Kepala Eksekutif Pengawas Industri Keuangan Non-Bank (IKNB) Firdaus Djaelani menjelaskan, sejak Peraturan OJK (POJK) nomor 77/POJK.01/2016 diluncurkan, baru sebanyak 23 perusahaan fintech yang memiliki usaha pinjam-meminjam uang antarpengguna yang mendaftar ke OJK. Bahkan dari jumlah tersebut, baru 11 perusahaan yang telah memperoleh surat bukti terdaftar.
"23 sudah mendaftar. Tapi yang mendapat surat bukti terdaftarnya 11, kan mereka masih melengkapi dokumen," ujar Firdaus saat ditemui di Gedung OJK Lapangan Banteng, Jakarta, Selasa (20/6). (Baca: OJK Bentuk Satgas Pengawas Fintech Pinjam-Meminjam Uang )
Firdaus mengatakan OJK memang telah menentukan batas pendaftaran pada akhir Juni 2016 ini. Namun, bukan berarti seluruhnya harus resmi terdaftar pada akhir bulan ini. Batas waktu tersebut hanya merupakan batas akhir mengajukan pendaftaran, sedangkan proses melengkapkan dokumen dan perolehan surat bukti terdaftar bisa diperoleh setelah bulan tersebut.
Apabila sampai pekan depan masih ada perusahaan fintech yang belum mendaftar, maka mereka harus melalui proses perizinan untuk bisa menjalankan bisnisnya di Indonesia. OJK memang tidak menetapkan sanksi khusus kepada perusahaan fintech yang belum mendaftar sampai batas akhir.
Menurut Firdaus, perusahaan fintech yang belum terdaftar tidak akan bisa memperoleh berbagai kemudahan dalam bisnisnya. "Ya jadi mereka harus masuk ke proses perizinan. Mendaftar sama meminta izin pastinya akan berbeda," ujar Firdaus.

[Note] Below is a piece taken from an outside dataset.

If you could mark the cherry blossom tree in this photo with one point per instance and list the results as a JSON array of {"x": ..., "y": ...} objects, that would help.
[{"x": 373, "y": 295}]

Akan ada perbedaan persyaratan dokumen yang harus dilengkapi bagi perusahaan yang mendaftar hingga pekan depan, dengan yang mengajukan izin setelah pendaftaran ditutup. Namun, dia tidak menjelaskan secara rinci apa saja persyaratan tersebut.
(Baca: Bisa Jadi Solusi Inkusi Finansial, Pemerintah Dukung Fintech)
Padahal, jika mendaftar sampai akhir bulan ini, perusahaan boleh melengkapi dokumen yang dibutuhkan sampai dengan waktu tertentu. Sembari melengkapi dokumen, perusahaan tersebut masih bisa tetap beroperasi. Sementara jika tidak mendaftar dan belum mendapat izin, perusahaan akan sulit beroperasi.
Kesulitan lain apabila tidak mendaftar sampai dengan batas waktu yang ditentukan adalah adanya kemungkinan perubahan syarat operasi perusahaan. Firdaus mencontohkan, batas modal yang diperlukan perusahaan ini apabila mendaftar sampai dengan Juni ini adalah Rp 2,5 miliar. Namun, bisa saja angka tersebut ditingkatkan menjadi Rp 5 miliar bagi perusahaan yang tidak mendaftar.
Meskipun demikian, Firdaus mengaku OJK akan tetap mendukung berkembangnya perusahaan fintech ini di Indonesia. Salah satu caranya adalah dengan tidak menetapkan bunga dan menyerahkannya ke mekanisme pasar. Walaupun, memang bunga yang ditetapkan cukup tinggi.
"Tapi mereka tidak ada agunan, mungkin cost of fund lebih tinggi, resiko juga tinggi. Jadi itu yang menyebabkan bunga lebih mahal," ujarnya. (Baca: Cegah Kejahatan, OJK Atur Ketat Peminjaman Uang secara Virtual)
Menurut data OJK, pertumbuhan industri fintech pinjam-meminjam uang antar pengguna ini berkembang cukup pesat, yakni dari 51 perusahaan di triwulan I 2016 menjadi 135 perusahaan di Triwulan III 2016.